At any rate, it’s located about a 10 minute walk down the main street from the Shinkansen. We arrived about lunch time figuring that there’d be plenty fo food options along that 10 minute walk. Right we were. We decided to veer off onto a side street where a retail arcade was as there’s always cheap delicious food options a plenty in retail arcades. Instead of eating at one of those establishments we wandered into a typical hole-in-the-wall Japanese staple, their alter-ego of Chicago’s taquerias. We filled ourselves with Ramen Noodles.

This was a very typical ma and pa ramen shop that you find everywhere in Japan.

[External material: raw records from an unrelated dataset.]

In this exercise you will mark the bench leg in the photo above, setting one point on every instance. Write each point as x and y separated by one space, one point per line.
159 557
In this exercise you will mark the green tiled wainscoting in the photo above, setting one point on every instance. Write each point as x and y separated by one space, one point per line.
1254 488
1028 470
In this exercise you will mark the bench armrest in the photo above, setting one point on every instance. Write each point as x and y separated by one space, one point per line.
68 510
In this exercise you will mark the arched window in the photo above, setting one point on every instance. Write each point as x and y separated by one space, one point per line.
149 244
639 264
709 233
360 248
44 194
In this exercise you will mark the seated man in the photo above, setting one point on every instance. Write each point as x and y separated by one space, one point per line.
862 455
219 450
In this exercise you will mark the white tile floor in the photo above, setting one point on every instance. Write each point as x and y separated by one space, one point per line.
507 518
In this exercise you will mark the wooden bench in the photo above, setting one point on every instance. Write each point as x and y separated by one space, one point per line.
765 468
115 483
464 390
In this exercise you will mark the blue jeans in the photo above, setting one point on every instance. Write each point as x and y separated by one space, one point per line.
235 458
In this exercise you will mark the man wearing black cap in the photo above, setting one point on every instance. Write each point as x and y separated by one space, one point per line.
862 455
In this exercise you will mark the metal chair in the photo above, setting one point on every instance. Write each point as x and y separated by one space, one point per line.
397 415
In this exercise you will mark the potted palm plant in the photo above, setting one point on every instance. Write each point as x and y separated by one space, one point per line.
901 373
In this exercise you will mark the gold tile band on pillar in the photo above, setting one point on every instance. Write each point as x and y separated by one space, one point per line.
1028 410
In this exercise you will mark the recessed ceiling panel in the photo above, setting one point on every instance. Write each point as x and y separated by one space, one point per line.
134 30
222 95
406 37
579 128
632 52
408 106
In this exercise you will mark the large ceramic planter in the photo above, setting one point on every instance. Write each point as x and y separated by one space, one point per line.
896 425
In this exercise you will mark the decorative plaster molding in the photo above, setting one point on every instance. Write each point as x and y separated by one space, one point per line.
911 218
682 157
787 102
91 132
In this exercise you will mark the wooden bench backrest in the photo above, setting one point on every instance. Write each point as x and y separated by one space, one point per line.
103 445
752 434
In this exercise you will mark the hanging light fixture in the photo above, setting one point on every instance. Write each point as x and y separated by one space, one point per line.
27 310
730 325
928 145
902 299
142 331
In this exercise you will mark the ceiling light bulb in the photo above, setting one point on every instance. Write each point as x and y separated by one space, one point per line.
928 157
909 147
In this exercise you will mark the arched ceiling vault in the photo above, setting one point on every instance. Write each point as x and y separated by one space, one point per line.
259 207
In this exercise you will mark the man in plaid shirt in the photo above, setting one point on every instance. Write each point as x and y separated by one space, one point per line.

You walk in and are greeted by ma and pa themselves, “Irrashaemase!” There’s a vending-like machine near the door with the menu on it. It basically consists of a few different Ramen broths with a handful of different additions to choose if you so desire. Put your money in, press the buttons for what you want, and out comes your little order ticket.

Then, you walk in to see that there’s only 8-10 chairs along the bar. Grab a seat. Every few seats are trays of condiments, things like soy sauce, togarashi, toothpicks, boxes of tissue for the runny nose the hot ramen will give you. There’s also little spickets of hot water with tea cups and green tea for you to make as you like along with a cold water dispenser. Hand the ticket across the bar and ma and pa make your food.

I ordered the Bakabuta Ramen and Yuki got the Miso Ramen with mushrooms. Both were miso broth with loads of bean sprouts, bamboo shoots, green onions, and black woodear mushrooms. Both came with a slice of roasted pork. “Buta” in Japanese means pig, so mine had extra pork. Two big pieces of fall off the bone sweet fatty pork. Each bite coated your lips with fatty goodness. Yuki’s had extra woodear mushrooms as well as what I think were eryngii mushrooms. If I’m wrong Yuki will correct me after she reads this and I’ll correct the blog.

Since we both love pork and mushrooms we arranged a deal. I gave her some pork, she gave me a few more mushrooms. A fair trade I think.

It’s too bad that 25 cent packages of dried ramen noodles killed the idea here in America. A nice big bowl of fresh ramen like this is fast, cheap, filling but not overly heavy, and healthy. In fact, just thinking about it makes me crave some ramen. I think I’ll make some for dinner tonight.